Le rituel de l'appel du 115

Il est 9h le lendemain quand Angela et sa fille doivent quitter le logement. Elle compose fébrilement le 115 qui met l’appel en attente. Un rituel qu’elle renouvelle chaque matin depuis trois mois et demi. Au bout d’une bonne heure, un opérateur décroche. Sa demande est relancée. Angela essaie ensuite de joindre au téléphone les autres mamans dispersées dans la capitale et surtout son amie, Mme Soulé. Direction, l’un des accueils de jour pour familles sans abri de la ville situé à proximité.

Ouverts aux familles entre 11h et 13h, les accueils de jour offrent aux parents quelques instants de répit dans leur journée et l’occasion de laver un peu de linge.

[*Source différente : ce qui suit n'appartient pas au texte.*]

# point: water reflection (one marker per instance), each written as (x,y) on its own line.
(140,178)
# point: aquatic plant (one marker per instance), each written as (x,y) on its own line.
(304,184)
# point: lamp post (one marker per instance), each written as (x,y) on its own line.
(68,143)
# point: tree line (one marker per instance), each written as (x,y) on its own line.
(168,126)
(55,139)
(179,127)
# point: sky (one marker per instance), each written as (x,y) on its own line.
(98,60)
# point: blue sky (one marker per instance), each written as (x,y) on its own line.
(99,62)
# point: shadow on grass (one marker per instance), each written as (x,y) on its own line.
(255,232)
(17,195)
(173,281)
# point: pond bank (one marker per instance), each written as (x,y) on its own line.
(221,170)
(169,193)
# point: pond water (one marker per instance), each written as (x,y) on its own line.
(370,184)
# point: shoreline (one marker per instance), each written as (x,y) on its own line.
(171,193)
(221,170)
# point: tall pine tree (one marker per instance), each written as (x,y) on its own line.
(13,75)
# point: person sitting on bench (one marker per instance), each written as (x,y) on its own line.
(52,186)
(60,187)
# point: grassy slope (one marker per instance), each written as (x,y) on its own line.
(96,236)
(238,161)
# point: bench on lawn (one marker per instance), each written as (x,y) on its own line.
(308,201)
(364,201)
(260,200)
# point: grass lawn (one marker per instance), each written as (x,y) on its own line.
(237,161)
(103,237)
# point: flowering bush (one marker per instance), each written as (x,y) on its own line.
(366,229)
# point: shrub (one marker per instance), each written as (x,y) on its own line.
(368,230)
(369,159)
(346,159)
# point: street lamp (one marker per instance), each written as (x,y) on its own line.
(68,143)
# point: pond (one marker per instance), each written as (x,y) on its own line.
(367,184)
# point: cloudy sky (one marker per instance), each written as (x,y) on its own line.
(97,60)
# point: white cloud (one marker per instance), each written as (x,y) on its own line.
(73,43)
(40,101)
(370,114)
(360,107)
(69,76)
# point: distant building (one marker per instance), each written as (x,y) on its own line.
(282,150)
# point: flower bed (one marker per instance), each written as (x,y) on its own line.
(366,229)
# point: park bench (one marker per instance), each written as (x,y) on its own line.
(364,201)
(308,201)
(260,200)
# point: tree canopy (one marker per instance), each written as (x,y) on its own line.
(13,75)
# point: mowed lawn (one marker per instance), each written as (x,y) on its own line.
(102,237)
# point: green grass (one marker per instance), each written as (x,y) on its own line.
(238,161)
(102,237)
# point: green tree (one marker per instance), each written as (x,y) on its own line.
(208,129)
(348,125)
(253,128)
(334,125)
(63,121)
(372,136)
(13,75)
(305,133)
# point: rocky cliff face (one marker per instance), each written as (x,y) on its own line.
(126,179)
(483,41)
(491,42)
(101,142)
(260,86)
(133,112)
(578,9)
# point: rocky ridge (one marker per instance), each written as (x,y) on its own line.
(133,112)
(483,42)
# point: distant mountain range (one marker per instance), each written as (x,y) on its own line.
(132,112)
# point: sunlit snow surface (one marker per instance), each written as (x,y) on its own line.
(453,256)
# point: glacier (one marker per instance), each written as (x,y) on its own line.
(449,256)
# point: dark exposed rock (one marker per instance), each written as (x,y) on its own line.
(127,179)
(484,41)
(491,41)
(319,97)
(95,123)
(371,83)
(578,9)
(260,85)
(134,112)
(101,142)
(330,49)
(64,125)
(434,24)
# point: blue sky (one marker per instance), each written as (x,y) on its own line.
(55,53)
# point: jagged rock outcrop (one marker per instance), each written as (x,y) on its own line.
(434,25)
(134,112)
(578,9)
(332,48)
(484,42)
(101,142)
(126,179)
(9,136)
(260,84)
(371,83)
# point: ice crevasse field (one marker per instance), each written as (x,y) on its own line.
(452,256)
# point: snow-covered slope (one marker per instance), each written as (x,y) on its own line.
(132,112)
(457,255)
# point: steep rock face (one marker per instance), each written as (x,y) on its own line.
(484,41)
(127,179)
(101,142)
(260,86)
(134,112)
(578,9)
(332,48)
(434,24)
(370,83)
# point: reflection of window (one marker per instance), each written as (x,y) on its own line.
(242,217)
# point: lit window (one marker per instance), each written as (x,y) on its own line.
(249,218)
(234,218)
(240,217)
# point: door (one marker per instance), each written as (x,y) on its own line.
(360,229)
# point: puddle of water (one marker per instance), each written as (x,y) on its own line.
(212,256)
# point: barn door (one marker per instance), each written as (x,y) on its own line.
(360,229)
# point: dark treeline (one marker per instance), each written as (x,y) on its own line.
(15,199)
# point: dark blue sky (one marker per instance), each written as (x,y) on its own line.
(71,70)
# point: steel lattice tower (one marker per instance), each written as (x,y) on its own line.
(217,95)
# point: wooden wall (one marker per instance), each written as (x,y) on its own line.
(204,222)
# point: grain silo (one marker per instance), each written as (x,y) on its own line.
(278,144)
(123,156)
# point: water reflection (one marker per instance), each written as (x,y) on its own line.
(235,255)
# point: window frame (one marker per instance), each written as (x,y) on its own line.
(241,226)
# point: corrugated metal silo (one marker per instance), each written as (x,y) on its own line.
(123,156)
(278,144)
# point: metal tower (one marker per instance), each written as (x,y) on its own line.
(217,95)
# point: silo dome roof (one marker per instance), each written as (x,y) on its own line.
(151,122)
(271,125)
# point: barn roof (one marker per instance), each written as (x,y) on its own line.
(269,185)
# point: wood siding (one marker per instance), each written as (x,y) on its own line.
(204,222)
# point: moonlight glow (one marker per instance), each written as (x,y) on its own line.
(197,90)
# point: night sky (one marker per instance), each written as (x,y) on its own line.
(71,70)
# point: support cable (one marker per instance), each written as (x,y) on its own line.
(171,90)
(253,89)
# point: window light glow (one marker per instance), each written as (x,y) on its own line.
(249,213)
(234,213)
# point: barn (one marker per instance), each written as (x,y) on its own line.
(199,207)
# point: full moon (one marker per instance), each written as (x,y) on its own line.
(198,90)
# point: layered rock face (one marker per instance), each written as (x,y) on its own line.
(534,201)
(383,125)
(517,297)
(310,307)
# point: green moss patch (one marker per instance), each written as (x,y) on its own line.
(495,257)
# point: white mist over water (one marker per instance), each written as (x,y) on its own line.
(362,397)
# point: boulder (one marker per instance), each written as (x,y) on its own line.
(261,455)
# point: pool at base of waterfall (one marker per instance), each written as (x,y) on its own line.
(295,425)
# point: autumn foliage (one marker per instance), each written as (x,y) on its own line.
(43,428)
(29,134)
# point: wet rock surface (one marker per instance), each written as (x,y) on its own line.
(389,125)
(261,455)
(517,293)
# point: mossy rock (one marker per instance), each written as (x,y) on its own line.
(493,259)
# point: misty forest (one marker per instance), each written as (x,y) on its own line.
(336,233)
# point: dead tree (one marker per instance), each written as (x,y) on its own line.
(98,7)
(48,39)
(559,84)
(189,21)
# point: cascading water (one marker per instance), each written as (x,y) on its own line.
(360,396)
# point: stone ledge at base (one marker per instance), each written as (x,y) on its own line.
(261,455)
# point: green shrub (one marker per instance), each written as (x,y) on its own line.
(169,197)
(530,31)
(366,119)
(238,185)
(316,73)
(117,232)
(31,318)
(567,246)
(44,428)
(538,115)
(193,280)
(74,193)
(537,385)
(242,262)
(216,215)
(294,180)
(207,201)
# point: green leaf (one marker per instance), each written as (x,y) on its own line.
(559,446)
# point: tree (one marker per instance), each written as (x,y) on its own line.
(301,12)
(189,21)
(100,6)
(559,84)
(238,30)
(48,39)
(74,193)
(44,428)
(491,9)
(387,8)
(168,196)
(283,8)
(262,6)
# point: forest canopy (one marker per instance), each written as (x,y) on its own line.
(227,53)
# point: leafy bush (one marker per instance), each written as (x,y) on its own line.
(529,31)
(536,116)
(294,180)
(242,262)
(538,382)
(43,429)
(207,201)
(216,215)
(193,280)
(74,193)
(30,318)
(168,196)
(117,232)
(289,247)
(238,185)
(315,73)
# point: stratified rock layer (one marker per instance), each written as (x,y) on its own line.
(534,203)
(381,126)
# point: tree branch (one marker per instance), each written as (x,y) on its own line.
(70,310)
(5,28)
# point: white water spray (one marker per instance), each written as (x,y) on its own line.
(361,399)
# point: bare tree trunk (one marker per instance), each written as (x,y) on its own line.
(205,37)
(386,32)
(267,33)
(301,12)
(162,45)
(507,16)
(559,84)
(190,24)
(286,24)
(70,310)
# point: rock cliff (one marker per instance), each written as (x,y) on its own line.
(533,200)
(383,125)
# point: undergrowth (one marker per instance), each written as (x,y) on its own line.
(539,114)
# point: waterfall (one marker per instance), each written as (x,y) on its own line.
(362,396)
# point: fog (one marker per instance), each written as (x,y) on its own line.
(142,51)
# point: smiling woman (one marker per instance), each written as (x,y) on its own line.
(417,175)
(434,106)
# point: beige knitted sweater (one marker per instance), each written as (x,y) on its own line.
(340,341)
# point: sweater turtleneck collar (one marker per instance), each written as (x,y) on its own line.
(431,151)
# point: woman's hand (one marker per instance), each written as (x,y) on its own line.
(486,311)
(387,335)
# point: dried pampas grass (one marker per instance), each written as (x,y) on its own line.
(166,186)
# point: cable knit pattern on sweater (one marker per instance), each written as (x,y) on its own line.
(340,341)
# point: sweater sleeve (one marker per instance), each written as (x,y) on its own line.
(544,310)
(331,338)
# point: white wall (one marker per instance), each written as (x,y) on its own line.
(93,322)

Passé ces deux courtes heures, les familles se rendent dans les parcs parisiens pour supporter les chaudes après-midi d’été. Les enfants s’occupent comme ils peuvent. Angela ne garde que le strict nécessaire et sa fille ne possède ni jouet ni peluche. La perspective de dormir dehors hante les parents toute la journée. À 18h, les époux Soulé, Billie, Nada, Angela et leurs enfants sont de retour au bord du boulevard Mac-Donald, sur les escaliers où ils se sont quittés la veille.

Un campement pour rendre visible la situation

En juin, une trentaine de personnes sollicitent chaque jour l’association Utopia 56. Mais depuis le début du mois de juillet, plus de 70 personnes dont une trentaine d’enfants se pressent chaque soir auprès de l’association dans l’espoir d’être hébergées. Le pansement que constituent les associatifs craque. Le 9 juillet, Utopia 56 et des familles de migrants choisissent de poser un campement devant le centre social de Rosa Parks pour rendre visible cette situation et exiger "une réelle proposition de mise à l’abri, totale pérenne et inconditionnelle". En quelques jours, environs 140 personnes rejoignent le campement dont une cinquantaine d’enfants.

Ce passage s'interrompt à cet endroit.